Emerging Worship 2
Last week, I finished Dan Kimball‘s Emerging Worship. I’m not going to go through the book chapter by chapter and discuss it, but I do want to touch on a few things.
In the third chapter (entitled “Why This is a Dangerous Book to Read”), Kimball warns about treating the “weekend worship gathering” as the most important thing that the church does. The church, he says, isn’t a place you go or a meeting or Christians who go to a meeting; it’s Jesus’ disciples wherever they are, and especially as they gather throughout the week and as they are involved in mission together all week long.
I appreciate his desire to keep people from thinking that church is just a place you go on the weekend and that being a Christian is simply a matter of going there (or even, as is often the case, a matter of going to “church,” listening to the Christian radio station, reading Christian novels, and having your daily devotions). I appreciate his emphasis on the church’s mission in the world.
But it seems to me that Kimball is needlessly pitting worship and mission against each other. Maybe I’m more aware of that because I recently finished rereading Peter Leithart‘s The Kingdom and the Power. It’s not as if our worship is a break from our work in the world. On the contrary, our worship is itself mission.

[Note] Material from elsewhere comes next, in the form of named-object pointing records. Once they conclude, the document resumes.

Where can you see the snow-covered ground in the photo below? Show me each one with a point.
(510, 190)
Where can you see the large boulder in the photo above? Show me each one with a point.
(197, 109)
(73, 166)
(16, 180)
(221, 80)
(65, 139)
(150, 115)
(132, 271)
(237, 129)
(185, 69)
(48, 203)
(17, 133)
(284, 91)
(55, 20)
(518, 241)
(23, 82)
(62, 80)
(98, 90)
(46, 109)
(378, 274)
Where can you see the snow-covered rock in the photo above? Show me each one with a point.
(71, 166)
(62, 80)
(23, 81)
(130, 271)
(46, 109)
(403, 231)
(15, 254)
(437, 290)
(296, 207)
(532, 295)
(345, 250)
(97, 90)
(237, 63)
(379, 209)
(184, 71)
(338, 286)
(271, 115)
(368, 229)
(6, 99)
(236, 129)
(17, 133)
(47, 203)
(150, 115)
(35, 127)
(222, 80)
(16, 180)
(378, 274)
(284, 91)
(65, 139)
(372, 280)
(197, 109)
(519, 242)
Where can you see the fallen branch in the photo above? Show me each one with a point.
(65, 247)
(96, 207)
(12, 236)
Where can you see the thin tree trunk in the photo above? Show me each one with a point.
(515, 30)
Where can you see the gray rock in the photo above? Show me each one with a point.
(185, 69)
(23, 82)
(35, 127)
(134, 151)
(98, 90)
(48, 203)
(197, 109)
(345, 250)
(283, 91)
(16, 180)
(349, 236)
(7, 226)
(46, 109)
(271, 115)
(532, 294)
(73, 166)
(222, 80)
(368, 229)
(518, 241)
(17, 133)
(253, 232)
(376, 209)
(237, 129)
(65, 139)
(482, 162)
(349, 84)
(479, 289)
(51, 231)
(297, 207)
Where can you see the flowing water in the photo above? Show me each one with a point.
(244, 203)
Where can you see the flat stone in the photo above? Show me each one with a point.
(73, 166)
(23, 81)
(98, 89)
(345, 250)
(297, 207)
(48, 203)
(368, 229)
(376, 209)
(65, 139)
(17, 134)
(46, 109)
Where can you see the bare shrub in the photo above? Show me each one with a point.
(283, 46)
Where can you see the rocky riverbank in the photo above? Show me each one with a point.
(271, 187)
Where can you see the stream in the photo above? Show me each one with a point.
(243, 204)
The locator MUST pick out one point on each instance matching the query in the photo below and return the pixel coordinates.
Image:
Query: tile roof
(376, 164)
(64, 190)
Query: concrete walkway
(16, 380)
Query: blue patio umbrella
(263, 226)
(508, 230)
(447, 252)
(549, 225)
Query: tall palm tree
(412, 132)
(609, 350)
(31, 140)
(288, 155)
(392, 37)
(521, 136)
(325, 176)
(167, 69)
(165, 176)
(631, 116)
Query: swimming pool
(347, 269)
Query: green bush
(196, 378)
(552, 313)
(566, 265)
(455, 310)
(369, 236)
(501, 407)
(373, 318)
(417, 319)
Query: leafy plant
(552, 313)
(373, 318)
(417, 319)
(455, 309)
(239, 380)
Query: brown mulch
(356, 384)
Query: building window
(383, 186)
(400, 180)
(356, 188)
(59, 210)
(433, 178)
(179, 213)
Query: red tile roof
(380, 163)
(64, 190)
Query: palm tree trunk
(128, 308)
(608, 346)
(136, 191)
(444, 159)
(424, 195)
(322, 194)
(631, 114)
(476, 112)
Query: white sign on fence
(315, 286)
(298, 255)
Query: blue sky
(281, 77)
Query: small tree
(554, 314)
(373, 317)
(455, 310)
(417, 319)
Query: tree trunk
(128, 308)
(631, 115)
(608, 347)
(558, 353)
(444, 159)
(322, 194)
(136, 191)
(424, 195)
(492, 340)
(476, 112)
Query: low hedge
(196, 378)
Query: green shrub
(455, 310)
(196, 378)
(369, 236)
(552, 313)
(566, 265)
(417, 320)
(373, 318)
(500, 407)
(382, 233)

As James Jordan has pointed out in the most recent Rite Reasons (“How to Stop the Killing in Darfur, Part I”), the priests in the Old Covenant were engaged in holy war. They killed animals that represented sinners, for one thing. They offered sacrifices to God on behalf of the seventy nations of the world (Gen. 10; Num. 29; Zech. 14:16-21). But in particular, they sang the Psalms, calling on God to avenge His people, to make the nations know Him, and so forth.
And that’s what we see in Luke 18, when Jesus tells us to pray for vengeance and not lose heart. It’s what we see in Revelation, as the church worships God and God pours out His vengeance on those who oppress His people. As Jordan says, “God promises to change the world, to turn the world upsidedown, when His people come into His presence during worship and pray for vengeance.”
It’s not just vengeance, of course. We’re praying also for the salvation of the world, as the priests offered sacrifices for the nations. Our worship is largely “common prayer,” and it isn’t a break from our mission in the world. It is the primary way in which we carry out that mission. Activism says that we work hard in the world, and that’s where our mission is accomplished, but we take breaks sometimes to rest and worship God. The Bible teaches us that worship is itself our work, our highest calling, and it is the primary way in which we carry out our work in the world.
If we want our neighbors converted, what’s the primary thing we have to do? Make friendships? Get involved in service projects? Those things are important. But what’s primary is surely drawing near to God, receiving His gifts (or else how can we work during the week?), praising Him (and when He is lifted up on our praises, our enemies are scattered), and praying to Him to save our neighbors.
None of that leaves room for us to think that if we simply show up in church as spectators, we’ve carried out our calling as Christians. In fact, there’s no room for spectators in our worship. Reformed congregations easily fall into the trap that Kimball is warning against, since it often seems as if the minister does everything: there’s a heavy emphasis on the sermon, while the congregation sings and recites a creed but doesn’t itself pray the prayers. But biblical worship isn’t a spectator sport.
And biblical worship may not be divorced from service in the world around. What happens in the Lord’s Day service (please, not “weekend worship gathering”) is the most important thing. It’s more important than your private Bible readings and prayers, more important than your evangelistic or service work in the community, but it isn’t divorced from those things. Rather, it is the heart of the church’s life, the time when we are served by God so that we can serve Him in return in the liturgy and then, flowing from it, all week long.
March 1st, 2007 at 10:53 am
Thank you for your blog today. I agree that worship is our central “work” and goes hand-in-hand with the Christian mission. They don’t work against each other but together. You can’t have worship without mission and the reverse is true.
March 6th, 2007 at 3:18 pm
Some powerful points you have made here John. I am rethinking “imprecatory” now.